How Pain Is Managed After Surgery
Modern knee replacement uses a layered approach to pain control that starts before you even enter the operating room. You’ll typically receive a combination of anti-inflammatory medication, a nerve-calming drug, and an anti-nausea steroid before surgery begins. The goal is to get ahead of the pain before tissue damage triggers the full inflammatory cascade.
During and after surgery, regional nerve blocks are a cornerstone of pain management. These involve numbing the major nerves that supply sensation to the knee, which dramatically reduces pain in the first 24 to 48 hours. A thin catheter may be left in place to deliver a continuous flow of numbing medication. Local anesthetic can also be injected directly into the tissues around the joint at the end of surgery.
After the nerve block wears off, you’ll transition to a combination of oral medications. This typically includes an anti-inflammatory, a basic pain reliever like acetaminophen, and sometimes a nerve-pain medication. The strategy is to use several different drugs at lower doses rather than relying heavily on any single one, which reduces side effects while keeping pain manageable.
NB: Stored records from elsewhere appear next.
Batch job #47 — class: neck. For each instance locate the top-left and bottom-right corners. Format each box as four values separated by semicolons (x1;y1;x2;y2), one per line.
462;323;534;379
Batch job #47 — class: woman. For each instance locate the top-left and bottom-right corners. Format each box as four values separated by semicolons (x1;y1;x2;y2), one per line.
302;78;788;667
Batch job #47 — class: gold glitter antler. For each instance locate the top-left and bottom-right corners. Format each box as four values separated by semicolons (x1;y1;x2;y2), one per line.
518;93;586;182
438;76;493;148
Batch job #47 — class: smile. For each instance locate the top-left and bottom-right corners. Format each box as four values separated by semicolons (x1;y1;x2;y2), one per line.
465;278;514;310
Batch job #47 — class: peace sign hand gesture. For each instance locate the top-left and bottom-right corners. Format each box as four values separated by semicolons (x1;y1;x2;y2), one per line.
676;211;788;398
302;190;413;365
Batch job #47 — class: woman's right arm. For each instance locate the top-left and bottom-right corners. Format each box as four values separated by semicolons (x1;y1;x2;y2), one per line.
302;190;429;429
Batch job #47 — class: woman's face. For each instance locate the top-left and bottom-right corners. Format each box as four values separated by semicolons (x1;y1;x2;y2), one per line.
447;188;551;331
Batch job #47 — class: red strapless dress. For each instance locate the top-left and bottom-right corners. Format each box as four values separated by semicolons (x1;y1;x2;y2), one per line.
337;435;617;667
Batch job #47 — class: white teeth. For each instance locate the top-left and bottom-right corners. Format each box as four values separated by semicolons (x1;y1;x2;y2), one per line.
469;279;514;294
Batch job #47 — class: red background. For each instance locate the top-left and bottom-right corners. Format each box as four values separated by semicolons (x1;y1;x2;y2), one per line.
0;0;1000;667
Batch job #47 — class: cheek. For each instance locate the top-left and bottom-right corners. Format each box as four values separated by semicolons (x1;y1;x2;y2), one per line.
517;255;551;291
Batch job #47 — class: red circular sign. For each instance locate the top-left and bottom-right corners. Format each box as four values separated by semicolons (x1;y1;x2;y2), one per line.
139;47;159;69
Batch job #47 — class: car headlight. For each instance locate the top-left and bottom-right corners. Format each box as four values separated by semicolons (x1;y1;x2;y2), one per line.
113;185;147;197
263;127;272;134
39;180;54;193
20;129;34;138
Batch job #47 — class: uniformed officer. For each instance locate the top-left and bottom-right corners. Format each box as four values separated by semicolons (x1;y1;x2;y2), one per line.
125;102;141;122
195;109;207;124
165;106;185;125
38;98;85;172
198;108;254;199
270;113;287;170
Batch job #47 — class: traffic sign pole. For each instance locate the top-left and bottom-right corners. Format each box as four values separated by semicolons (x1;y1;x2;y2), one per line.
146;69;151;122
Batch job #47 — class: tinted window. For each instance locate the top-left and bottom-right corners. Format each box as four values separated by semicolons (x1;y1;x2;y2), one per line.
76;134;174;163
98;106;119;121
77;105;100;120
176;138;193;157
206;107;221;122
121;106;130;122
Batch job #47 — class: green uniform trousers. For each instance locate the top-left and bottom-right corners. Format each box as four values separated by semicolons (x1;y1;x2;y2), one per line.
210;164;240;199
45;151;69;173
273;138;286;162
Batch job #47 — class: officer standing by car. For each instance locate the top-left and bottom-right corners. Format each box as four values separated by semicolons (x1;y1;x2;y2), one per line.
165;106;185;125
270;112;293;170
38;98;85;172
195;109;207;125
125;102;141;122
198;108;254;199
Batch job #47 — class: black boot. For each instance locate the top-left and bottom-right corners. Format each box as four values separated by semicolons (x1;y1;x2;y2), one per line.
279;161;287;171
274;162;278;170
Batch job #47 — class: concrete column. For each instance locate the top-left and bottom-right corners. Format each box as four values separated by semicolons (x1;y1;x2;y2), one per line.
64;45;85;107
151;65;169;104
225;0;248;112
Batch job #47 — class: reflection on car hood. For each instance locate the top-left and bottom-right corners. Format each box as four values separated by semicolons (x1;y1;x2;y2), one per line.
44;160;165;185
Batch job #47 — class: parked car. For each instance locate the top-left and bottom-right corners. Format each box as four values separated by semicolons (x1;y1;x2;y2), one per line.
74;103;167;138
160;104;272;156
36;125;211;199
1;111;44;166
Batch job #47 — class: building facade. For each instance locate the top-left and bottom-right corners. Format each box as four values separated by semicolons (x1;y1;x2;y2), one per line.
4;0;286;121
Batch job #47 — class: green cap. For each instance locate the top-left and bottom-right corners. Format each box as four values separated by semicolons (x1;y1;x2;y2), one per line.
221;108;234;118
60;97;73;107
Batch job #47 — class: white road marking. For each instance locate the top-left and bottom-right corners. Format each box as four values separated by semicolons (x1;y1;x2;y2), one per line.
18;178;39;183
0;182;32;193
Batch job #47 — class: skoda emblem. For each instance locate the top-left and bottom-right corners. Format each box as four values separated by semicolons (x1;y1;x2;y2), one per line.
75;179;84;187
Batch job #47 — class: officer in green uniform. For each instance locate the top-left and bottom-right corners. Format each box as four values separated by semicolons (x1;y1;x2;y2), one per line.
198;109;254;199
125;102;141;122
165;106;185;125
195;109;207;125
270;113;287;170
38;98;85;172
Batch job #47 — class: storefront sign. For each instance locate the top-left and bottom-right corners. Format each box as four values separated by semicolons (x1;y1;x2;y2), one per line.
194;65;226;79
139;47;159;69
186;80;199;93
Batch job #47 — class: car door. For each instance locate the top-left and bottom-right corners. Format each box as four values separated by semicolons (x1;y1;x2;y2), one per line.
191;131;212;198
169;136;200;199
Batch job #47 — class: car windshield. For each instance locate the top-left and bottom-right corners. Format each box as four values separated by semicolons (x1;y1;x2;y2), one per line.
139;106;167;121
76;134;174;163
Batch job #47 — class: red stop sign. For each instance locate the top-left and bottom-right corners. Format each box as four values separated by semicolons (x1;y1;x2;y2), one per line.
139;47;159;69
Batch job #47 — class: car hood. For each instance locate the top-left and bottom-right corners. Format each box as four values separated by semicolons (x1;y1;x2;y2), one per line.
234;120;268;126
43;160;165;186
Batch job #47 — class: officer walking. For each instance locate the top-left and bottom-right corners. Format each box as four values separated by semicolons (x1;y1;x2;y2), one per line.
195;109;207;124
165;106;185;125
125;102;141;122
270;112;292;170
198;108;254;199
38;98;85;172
Opioids are still used when needed, but the goal is to minimize their role.
Ice, elevation, and consistent physical therapy are just as important as medication. Keeping the knee elevated reduces swelling, which directly reduces pain. Physical therapy hurts in the moment but prevents the stiffness and scar tissue that cause worse pain down the road.
Signs That Pain May Not Be Normal
Some amount of pain is expected for months after surgery. But certain patterns suggest something beyond normal healing. Pain that was improving and then suddenly gets worse, especially with new swelling, warmth, or redness around the knee, can indicate infection. Drainage from the incision site is another warning sign. Notably, fever alone in the first few weeks after surgery is often caused by respiratory or urinary issues rather than joint infection. Research has found that patients who developed true joint infections typically had local symptoms (pain, swelling, warmth, and discharge around the knee) rather than just a fever.
Pain that develops months or years after surgery, when you thought you were past the recovery period, raises different concerns. Implant loosening, component wear, or malalignment should be considered. These problems tend to cause a gradual increase in pain with activity and may show up on imaging. About 40% of patients who underwent revision surgery for loosening within five years of their original procedure got significant pain relief, suggesting that identifying and addressing the mechanical cause matters.
Pain that remains constant, doesn’t respond to rest or activity modification, and isn’t explained by imaging findings is harder to pin down. This may reflect nerve damage, central sensitization, or soft tissue problems that don’t show up on X-rays. These cases often benefit from a multidisciplinary approach that includes pain management specialists alongside the orthopedic surgeon.